Quick Links

Re: zstd compression for pg_dump

From:	Justin Pryzby <pryzby(at)telsasoft(dot)com>
To:	Tomas Vondra <tomas(dot)vondra(at)enterprisedb(dot)com>
Cc:	Jacob Champion <jchampion(at)timescale(dot)com>, pgsql-hackers(at)postgresql(dot)org, gkokolatos(at)pm(dot)me, Michael Paquier <michael(at)paquier(dot)xyz>, Robert Haas <robertmhaas(at)gmail(dot)com>, Peter Geoghegan <pg(at)bowt(dot)ie>, Peter Eisentraut <peter(dot)eisentraut(at)enterprisedb(dot)com>, Heikki Linnakangas <hlinnaka(at)iki(dot)fi>, Thomas Munro <thomas(dot)munro(at)gmail(dot)com>, Dipesh Pandit <dipesh(dot)pandit(at)gmail(dot)com>, Andrey Borodin <x4mmm(at)yandex-team(dot)ru>, Mark Dilger <mark(dot)dilger(at)enterprisedb(dot)com>
Subject:	Re: zstd compression for pg_dump
Date:	2023-03-27 17:28:42
Message-ID:	ZCHSSv3DgxUa0f3L@telsasoft.com
Views:	Whole Thread \| Raw Message \| Download mbox \| Resend email
Thread:
Lists:	pgsql-hackers

On Fri, Mar 17, 2023 at 03:43:31AM +0100, Tomas Vondra wrote:
> On 3/16/23 05:50, Justin Pryzby wrote:
> > On Fri, Mar 10, 2023 at 12:48:13PM -0800, Jacob Champion wrote:
> >> On Wed, Mar 8, 2023 at 10:59 AM Jacob Champion <jchampion(at)timescale(dot)com> wrote:
> >>> I did some smoke testing against zstd's GitHub release on Windows. To
> >>> build against it, I had to construct an import library, and put that
> >>> and the DLL into the `lib` folder expected by the MSVC scripts...
> >>> which makes me wonder if I've chosen a harder way than necessary?
> >>
> >> It looks like pg_dump's meson.build is missing dependencies on zstd
> >> (meson couldn't find the headers in the subproject without them).
> >
> > I saw that this was added for LZ4, but I hadn't added it for zstd since
> > I didn't run into an issue without it. Could you check that what I've
> > added works for your case ?
> >
> >>> Parallel zstd dumps seem to work as expected, in that the resulting
> >>> pg_restore output is identical to uncompressed dumps and nothing
> >>> explodes. I haven't inspected the threading implementation for safety
> >>> yet, as you mentioned.
> >>
> >> Hm. Best I can tell, the CloneArchive() machinery is supposed to be
> >> handling safety for this, by isolating each thread's state. I don't feel
> >> comfortable pronouncing this new addition safe or not, because I'm not
> >> sure I understand what the comments in the format-specific _Clone()
> >> callbacks are saying yet.
> >
> > My line of reasoning for unix is that pg_dump forks before any calls to
> > zstd. Nothing zstd does ought to affect the pg_dump layer. But that
> > doesn't apply to pg_dump under windows. This is an opened question. If
> > there's no solid answer, I could disable/ignore the option (maybe only
> > under windows).
>
> I may be missing something, but why would the patch affect this? Why
> would it even affect safety of the parallel dump? And I don't see any
> changes to the clone stuff ...

zstd supports using threads during compression, with -Z zstd:workers=N.
When unix forks, the child processes can't do anything to mess up the
state of the parent processes.

But windows pg_dump uses threads instead of forking, so it seems
possible that the pg_dump -j threads that then spawn zstd threads could
"leak threads" and break the main thread. I suspect there's no issue,
but we still ought to verify that before declaring it safe.
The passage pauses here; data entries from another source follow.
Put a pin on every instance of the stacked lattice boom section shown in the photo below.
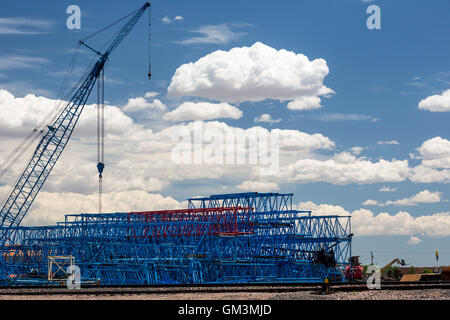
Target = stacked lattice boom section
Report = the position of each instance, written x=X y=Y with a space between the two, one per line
x=246 y=237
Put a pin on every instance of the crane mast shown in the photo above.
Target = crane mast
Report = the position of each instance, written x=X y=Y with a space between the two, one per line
x=55 y=138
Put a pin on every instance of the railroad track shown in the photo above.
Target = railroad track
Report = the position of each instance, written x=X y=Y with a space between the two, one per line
x=215 y=288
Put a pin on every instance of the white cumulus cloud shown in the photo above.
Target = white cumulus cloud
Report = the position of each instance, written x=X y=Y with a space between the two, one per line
x=424 y=196
x=253 y=73
x=435 y=164
x=366 y=223
x=413 y=240
x=345 y=168
x=437 y=102
x=258 y=186
x=265 y=117
x=203 y=111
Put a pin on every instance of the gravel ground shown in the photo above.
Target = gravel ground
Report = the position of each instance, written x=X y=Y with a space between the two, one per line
x=428 y=294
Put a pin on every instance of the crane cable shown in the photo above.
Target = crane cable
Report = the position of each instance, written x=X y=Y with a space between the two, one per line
x=149 y=60
x=100 y=134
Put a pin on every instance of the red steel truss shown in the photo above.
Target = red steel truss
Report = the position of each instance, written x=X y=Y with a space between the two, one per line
x=224 y=221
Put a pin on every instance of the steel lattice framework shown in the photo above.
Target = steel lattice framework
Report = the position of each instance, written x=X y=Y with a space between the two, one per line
x=248 y=237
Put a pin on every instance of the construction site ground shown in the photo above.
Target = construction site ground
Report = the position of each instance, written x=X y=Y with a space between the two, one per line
x=424 y=294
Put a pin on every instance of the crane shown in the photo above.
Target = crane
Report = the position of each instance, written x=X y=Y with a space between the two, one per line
x=56 y=135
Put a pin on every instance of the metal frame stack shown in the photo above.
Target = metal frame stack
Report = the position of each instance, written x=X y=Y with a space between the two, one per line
x=232 y=238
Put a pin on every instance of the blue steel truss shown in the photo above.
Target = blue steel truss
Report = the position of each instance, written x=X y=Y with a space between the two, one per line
x=221 y=240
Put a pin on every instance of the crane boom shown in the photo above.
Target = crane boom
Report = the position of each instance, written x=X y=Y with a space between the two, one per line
x=55 y=138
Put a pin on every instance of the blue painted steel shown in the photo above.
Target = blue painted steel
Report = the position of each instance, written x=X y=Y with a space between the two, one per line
x=277 y=244
x=55 y=139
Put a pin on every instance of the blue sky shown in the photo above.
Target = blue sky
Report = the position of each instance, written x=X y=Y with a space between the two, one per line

> > The function is first checking if it was passed a filename which already
> > has a suffix. And if not, it searches through a list of suffixes,
> > testing for an existing file with each suffix. The search with stat()
> > doesn't happen if it has a suffix. I'm having trouble seeing how the
> > hasSuffix() branch isn't dead code. Another opened question.
>
> AFAICS it's done this way because of this comment in pg_backup_directory
>
> * ...
> * ".gz" suffix is added to the filenames. The TOC files are never
> * compressed by pg_dump, however they are accepted with the .gz suffix
> * too, in case the user has manually compressed them with 'gzip'.
>
> I haven't tried, but I believe that if you manually compress the
> directory, it may hit this branch.

That would make sense, but when I tried, it didn't work like that.
The filenames were all uncompressed names. Maybe it worked differently
in an older release. Or maybe it changed during development of the
parallel-directory-dump patch and it's actually dead code.

This is rebased over the updated compression API.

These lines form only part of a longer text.